To figure this out, the consultants gave us a little magic clue. All we had to do, they said, was to "develop a spirit of enquiry into the lived experience of the conference, which was also a slice of organisational life -- no matter how temporary. Then while we were exploring, we could see how easy or hard it was to promote creativity, innovation and transformation in our interconnected groups and relations in the conference. It's a spirit of enquiry that is relentless -- you keep asking yourself and others what is going on, every day. Why do people say what they say, why you are doing things this way, how are decisions being made, how would you like to do things differently?


Real and imagined chaos
To keep us on our toes, the consultants did not let us sit there, expecting to be 'taught' something or consuming information about some topic in a theoretical way. Instead, we were asked to take up our own authority and leadership, and get into group decisions about what everything -- what it is we wanted to talk about, what action we might take on our discussion, and to take action, both individually and collectively -- as long as it furthered the shared purpose.
We had to find out how to deal with chaos, since there was no other structure given except the time frame we had to work in. So we started to create our stories.... and find ways to cope with high levels of anxiety about the chaos, as people searched around, figuring out how to connect with each other, and manage the huge freedom (and responsibility) that we had been given. 


Eventually we started to create a new way of working together. We met many of our 'demons' around power, authority, purpose, love and the different roles you might take on in organizations (ambassador, chairman, mediator, critic, inventor, messenger, scapegoat) in the process, and the consultants made sure we 'named' most of the demons so we could learn about how this was affecting our collaboration in the process.

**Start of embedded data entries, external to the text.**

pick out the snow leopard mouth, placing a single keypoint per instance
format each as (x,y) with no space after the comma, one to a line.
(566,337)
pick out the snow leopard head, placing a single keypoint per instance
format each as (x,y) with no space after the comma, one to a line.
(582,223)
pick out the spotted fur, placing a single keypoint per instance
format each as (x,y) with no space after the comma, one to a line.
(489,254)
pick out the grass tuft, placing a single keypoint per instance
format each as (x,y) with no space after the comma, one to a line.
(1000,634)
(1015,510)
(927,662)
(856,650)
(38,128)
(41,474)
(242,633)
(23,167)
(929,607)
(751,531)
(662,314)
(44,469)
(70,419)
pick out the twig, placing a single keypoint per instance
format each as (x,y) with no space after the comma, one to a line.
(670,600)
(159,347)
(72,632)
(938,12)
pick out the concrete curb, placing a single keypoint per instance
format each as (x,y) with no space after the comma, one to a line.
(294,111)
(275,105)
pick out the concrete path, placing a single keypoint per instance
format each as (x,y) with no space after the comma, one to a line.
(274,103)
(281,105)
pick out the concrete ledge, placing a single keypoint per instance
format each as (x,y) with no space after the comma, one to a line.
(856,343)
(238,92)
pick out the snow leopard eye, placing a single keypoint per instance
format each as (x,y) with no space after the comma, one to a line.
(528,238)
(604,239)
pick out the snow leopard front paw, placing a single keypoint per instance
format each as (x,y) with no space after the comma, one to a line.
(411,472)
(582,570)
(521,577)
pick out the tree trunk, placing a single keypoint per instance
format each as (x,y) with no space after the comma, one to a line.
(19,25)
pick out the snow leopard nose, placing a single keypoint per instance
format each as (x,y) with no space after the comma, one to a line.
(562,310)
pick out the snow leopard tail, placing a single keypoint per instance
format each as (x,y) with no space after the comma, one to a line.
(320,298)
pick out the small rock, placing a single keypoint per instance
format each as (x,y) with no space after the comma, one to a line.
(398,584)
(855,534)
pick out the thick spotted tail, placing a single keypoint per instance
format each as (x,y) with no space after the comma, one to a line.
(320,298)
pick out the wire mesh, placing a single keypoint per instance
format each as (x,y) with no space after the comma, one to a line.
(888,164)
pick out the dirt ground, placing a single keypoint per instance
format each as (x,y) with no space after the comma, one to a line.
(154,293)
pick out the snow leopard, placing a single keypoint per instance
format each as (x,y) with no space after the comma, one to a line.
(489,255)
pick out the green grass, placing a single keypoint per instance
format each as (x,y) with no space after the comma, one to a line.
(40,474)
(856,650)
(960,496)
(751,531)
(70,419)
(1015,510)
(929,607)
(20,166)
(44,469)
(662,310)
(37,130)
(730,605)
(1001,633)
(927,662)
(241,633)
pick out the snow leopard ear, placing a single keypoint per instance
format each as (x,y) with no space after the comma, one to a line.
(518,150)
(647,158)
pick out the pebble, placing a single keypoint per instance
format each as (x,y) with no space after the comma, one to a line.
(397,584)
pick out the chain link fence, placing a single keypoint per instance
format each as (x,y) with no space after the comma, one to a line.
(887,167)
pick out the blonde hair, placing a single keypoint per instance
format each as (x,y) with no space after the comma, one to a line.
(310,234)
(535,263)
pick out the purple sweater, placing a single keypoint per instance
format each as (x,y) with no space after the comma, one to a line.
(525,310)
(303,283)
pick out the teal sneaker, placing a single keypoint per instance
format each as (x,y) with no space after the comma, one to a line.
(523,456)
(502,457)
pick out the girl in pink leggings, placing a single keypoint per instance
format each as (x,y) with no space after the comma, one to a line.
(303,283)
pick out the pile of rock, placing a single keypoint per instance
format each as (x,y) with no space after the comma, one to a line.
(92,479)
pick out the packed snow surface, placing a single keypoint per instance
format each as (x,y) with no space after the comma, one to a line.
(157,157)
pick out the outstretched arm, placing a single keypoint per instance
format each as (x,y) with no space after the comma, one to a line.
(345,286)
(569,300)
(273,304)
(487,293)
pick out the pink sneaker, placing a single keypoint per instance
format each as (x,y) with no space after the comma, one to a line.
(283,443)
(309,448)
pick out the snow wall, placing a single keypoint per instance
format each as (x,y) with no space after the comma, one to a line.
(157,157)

Together with conference staff, we were able to critically examine different models of organisational functioning and appraise our personal and leadership performance. Every time we didn't hold on to the spirit of enquiry, we were challenged to come back 'into the room' and be with all of what was going on, in the present, and explore the very real engagements we were having with each other, as they happened from moment to moment.

There's method in the madness
According to the Tavistock institute, this kind of ‘real time’ learning laboratory setting allows you to analyse your leadership styles and experiment in expanding a repertoire of leadership skills in an accelerated way. They claim that "group relations conferences "provide learning opportunities for a new generation of leaders and managers who seek to improve their skills in developing a vision and fostering creativity in new kinds of collaborative networks." 


By experimenting with different roles in the 'safe' environment of a conference, I saw just how much this is true. I was asked to look again at my assumptions, faiths, beliefs, values, passions and judgements on things, and see how this influences everything I do. 


I understood yet again how behind the facade of what seems like a simple, objective, decision, is a whole world of potentially brilliant and powerful and also not so helpful ways of thinking, that can shape our actions as we start to take up new roles back at work. 



And I can only say, this experience will blow your mind. So go and live it and come back transformed! Enjoy.